News
By Luminate

Growing pains for Openness?

Through our work at Omidyar Network we see, on a daily basis, the growing tensions between competing ideals and philosophies. On the one hand there is a growing demand for more openness from governments – for public sector data to be ‘open by default’, releasing data that gives greater transparency on revenues, spending, and service delivery, as well as data that could improve service delivery and fuel new businesses. On the other hand, the Snowden revelations last year and the NHS care.data fiasco have brought new concerns about the overreach of surveillance and the potential for misuse of personal data.

Omidyar Network is a supporter of transparency and accountability and we detect a potential backlash to calls for openness as people grow suspicious of government and private companies’ use and misuse of people’s personal data. This week over 170 experts from government, the private sector, media, think tanks, and pressure groups came together in central London to discuss balancing the default desire for openness against legitimate national security concerns. The event, entitled Open Up?, sought to cultivate better understanding and further discussion on the tensions around openness and privacy.

There is considerable pressure to open up government and open up data. The UK government has taken a commanding lead in this field worldwide, as the chair of the 65-country Open Government Partnership last year. However this reputation has been sullied by the Snowden revelations and, more recently, last week’s suggestions by Richard Hannigan of GCHQ that lawyer-client confidentiality was not immune from surveillance.

These issues were discussed in a lively manner by the privacy, technology, and open government communities – most notably asking what the red lines are in these discussions, what guidance we can give to government, and what the appropriate balance is between the momentum built up around open government.

In a post Snowden world, the tension between overreaching intrusion and the need to protect citizens from threats of terrorism through surveillance has risen to the top of policy conversations and into the public consciousness. With national security often cited as a “get out of jail free card” by governments following requests to be more transparent, it is clear that this is too often the easiest and yet most problematic response, especially in an environment in which there is a deficit in trust in public institutions.

The growing role of social media in society has made the trade-offs between privacy and openness all the more acute. In a world where people voluntarily ‘share’ huge amounts of data there is some evidence to suggest that many people are unconcerned about government surveillance. However, once presented with the amounts of data that we ‘involuntarily’ share with private companies and that are bounced back to us through marketing ‘recommendations’, people are uneasy.
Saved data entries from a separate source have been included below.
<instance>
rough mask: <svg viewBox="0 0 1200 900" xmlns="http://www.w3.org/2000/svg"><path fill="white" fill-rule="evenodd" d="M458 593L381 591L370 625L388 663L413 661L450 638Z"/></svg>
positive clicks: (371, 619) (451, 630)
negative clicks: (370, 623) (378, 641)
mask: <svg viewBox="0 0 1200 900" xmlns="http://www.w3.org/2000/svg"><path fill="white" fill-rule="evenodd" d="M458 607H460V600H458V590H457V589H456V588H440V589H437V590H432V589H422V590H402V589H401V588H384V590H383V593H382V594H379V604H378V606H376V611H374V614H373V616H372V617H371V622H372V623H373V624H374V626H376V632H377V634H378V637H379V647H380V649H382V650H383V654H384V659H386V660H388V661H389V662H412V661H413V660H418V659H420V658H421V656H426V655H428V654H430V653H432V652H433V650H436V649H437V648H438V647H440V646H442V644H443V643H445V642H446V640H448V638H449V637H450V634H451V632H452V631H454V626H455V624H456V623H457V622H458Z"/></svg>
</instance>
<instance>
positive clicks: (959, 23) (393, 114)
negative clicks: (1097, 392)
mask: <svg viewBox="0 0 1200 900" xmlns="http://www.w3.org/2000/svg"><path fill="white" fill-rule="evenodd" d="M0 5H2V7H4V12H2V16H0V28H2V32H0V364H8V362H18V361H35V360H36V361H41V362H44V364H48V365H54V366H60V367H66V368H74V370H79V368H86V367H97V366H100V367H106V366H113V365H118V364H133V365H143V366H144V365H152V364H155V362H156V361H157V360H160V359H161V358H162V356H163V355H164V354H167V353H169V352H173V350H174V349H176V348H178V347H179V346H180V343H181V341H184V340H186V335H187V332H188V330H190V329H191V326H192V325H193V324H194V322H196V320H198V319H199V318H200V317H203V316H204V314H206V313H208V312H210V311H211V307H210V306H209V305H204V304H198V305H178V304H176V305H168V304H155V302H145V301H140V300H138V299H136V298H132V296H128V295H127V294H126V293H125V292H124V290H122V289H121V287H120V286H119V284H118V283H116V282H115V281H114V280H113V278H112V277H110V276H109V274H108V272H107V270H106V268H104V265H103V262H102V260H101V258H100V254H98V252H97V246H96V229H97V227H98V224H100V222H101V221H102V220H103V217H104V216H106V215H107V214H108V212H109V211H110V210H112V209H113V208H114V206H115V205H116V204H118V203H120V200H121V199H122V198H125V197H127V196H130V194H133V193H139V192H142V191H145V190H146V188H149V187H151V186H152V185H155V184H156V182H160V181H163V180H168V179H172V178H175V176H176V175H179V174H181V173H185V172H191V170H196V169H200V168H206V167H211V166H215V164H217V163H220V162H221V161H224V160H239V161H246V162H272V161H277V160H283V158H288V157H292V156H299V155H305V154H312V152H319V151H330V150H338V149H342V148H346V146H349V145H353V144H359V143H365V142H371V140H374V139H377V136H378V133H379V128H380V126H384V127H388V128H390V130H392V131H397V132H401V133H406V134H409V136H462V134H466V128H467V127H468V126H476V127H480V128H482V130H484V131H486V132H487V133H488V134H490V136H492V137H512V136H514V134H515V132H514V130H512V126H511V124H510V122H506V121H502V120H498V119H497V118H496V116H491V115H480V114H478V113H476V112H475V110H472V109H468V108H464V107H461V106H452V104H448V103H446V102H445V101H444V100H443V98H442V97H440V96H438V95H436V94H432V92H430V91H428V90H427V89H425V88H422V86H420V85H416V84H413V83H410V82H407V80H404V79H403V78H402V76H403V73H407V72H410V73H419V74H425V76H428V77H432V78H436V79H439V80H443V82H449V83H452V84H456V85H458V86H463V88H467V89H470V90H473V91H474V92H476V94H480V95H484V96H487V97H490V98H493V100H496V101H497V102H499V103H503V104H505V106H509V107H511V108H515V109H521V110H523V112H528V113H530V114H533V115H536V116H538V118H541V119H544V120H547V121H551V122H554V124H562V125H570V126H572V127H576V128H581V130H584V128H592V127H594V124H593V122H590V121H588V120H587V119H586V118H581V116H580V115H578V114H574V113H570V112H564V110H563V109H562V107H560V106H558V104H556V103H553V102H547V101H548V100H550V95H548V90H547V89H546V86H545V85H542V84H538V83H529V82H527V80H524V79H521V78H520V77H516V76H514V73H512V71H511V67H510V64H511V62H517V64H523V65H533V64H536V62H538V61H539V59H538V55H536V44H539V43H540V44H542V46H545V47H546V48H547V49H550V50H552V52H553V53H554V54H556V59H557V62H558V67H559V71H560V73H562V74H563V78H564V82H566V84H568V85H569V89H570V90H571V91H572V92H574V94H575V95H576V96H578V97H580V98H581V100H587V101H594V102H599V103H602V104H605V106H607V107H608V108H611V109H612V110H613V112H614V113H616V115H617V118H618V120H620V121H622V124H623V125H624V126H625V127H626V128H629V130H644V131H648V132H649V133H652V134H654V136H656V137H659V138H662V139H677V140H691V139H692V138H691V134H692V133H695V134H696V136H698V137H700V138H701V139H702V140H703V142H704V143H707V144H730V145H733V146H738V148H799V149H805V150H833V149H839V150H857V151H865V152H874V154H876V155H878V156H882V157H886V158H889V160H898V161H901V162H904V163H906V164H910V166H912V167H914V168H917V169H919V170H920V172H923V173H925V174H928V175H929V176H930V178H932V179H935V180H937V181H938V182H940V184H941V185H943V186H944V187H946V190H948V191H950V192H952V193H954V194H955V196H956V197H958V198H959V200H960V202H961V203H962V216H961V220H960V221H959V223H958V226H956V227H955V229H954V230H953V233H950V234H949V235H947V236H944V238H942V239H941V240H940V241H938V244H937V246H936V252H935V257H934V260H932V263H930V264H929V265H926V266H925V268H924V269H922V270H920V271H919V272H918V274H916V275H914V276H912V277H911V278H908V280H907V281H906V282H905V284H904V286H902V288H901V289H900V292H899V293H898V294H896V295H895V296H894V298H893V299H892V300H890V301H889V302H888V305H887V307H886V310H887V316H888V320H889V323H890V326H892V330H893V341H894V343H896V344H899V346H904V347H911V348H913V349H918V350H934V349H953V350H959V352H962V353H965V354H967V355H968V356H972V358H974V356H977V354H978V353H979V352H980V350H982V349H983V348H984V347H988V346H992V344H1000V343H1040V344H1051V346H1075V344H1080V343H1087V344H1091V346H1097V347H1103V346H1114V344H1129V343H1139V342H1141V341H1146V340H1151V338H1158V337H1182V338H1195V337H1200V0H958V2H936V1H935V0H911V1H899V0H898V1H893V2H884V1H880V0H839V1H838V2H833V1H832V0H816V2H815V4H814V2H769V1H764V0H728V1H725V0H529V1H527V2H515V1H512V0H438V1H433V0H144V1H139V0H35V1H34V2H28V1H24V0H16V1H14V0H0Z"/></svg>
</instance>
Even amongst an expert community, polls throughout the day demonstrated a combination of apathy and lack of technical knowledge; the use of encryption and other ‘protective’ measures is still in its infancy. In addition, the tension between the commodification of personal data versus the personal prerogatives as to how that data is used was clear, and remains an unresolved but ongoing issue.
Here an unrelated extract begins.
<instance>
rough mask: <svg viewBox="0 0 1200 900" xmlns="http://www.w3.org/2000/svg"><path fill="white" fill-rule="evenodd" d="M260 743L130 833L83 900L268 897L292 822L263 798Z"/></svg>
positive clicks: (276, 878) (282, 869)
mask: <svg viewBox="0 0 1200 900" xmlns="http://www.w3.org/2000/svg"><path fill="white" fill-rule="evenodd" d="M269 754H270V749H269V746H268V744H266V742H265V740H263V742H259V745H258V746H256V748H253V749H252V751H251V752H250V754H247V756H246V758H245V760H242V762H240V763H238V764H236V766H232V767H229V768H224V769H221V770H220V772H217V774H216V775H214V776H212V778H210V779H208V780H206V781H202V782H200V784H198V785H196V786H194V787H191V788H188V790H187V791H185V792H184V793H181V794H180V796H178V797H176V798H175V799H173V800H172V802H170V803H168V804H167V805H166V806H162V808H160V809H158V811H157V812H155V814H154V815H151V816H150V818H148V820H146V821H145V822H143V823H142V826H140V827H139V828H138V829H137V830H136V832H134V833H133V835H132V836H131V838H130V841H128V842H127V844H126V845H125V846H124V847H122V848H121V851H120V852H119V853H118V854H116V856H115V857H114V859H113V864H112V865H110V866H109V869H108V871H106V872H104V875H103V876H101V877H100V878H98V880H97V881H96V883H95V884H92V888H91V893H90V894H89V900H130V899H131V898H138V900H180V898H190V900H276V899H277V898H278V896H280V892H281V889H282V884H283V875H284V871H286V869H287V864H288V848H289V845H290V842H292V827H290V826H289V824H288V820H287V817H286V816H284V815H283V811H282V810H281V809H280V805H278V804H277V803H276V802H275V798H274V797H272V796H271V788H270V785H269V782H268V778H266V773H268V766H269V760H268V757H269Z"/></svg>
In a provocative final session that looked at the role of open data in the private sector, the distinction between private and public sector openness was clear. Panellists pointed out that, whilst corporations do not feel compelled to publish transparency reports, governments do. In the interests of openness, there must be greater oversight of companies’ use of personal data, perhaps even underpinned in statute. A speaker representing Facebook accepted that the organisation was on a journey towards transparency, but that that journey has not yet reached its final destination.

The purpose of Open Up? was to bring communities together that are interested in the topics of open data and privacy - and to build the conversation. Several key themes emerged: First, the need to refine and communicate the definition of open data; the open data community should be challenged to adopt more coherent definitions. Also highlighted was the distinction between transparency and power, with Sunil Abraham of the Centre for Internet and Society indicating that transparency should be proportional to power - and privacy inversely so. Another key message was the need for strengthening of digital and technological literacy – both for children beginning to share personal information on social media and for everyone to understand more what data is being collected about them and how it could be used. Finally, there was the recognition that priorities and problems around openness and privacy vary by geographic and political context.

With these huge issues sparking a range of opinions across the spectrum of the debate, it is vital that the conversation is broadened to capture the ideal of openness in public life.